At its core, Hadoop is a Java–based MapReduce framework. However, due to the rapid adoption of the Hadoop platform, there was a need to support the non–Java user community. Today Hadoop is the best–known MapReduce framework in the market. Currently, several companies have grown around Hadoop to provide support, consulting, and training services for the Hadoop software.

Machine Failure

It is understood that machine failure is the order of the day. Hence it doesnot make sence to rely on hardware to deliver high-availability. Hence the framework itself is designed to detect and handle failures at the application layer, thus delivering a highly-available service on top of a cluster of computers, each of which may be prone to failures.

Hadoop is a composition of various individual components creating the hadoop eco-system.

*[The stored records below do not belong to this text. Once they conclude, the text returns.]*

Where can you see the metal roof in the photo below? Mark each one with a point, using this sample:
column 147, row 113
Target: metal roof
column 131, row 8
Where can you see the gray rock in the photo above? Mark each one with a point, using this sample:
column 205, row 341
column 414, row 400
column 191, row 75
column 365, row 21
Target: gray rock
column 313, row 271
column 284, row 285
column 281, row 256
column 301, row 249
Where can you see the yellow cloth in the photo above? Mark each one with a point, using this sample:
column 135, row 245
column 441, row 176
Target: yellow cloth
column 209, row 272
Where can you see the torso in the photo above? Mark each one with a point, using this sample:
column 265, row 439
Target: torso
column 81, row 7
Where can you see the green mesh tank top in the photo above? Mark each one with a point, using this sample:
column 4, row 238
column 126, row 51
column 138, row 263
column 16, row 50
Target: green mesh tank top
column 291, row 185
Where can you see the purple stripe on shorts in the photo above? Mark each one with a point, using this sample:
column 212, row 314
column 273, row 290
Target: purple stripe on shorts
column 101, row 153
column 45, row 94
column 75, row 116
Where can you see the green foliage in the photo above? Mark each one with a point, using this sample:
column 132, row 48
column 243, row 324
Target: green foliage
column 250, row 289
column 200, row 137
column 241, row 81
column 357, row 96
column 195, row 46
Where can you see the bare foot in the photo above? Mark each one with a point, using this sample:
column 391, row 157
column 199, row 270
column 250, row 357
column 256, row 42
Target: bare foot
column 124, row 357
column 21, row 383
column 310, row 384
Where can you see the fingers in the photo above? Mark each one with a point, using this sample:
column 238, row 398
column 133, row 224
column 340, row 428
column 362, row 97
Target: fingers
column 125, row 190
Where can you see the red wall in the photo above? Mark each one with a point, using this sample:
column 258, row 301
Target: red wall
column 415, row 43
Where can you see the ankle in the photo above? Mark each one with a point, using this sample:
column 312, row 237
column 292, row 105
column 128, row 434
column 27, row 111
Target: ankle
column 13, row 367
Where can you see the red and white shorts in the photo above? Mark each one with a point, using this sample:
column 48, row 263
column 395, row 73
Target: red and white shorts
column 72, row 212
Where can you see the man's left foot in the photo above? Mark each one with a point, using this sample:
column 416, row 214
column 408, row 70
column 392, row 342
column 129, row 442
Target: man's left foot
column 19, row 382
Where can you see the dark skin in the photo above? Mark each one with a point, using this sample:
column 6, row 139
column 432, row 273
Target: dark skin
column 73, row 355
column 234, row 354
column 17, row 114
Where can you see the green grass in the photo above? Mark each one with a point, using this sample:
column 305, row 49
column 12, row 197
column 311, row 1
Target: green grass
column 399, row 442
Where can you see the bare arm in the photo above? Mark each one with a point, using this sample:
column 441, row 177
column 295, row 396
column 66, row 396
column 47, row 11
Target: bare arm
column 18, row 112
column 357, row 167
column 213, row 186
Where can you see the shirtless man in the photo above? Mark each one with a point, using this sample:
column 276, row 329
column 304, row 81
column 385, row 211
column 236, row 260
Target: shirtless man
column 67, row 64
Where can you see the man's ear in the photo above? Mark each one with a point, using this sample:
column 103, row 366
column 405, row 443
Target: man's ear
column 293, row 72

For a very long time, Hadoop remained a system in which users submitted jobs that ran on the entire cluster. Jobs would be executed in a First In, First Out (FIFO) mode. However, this lead to situations in which a long-running, less-important job would hog resources and not allow a smaller yet more important job to execute. To solve this problem, more complex job schedulers in Hadoop, such as the Fair Scheduler and Capacity Scheduler were created. But Hadoop still had scalability limitations that were a result of some deeply entrenched design decisions resulting in Hadoop 2

Hadoop encompasses a multiplicity of tools that are designed and implemented to work together.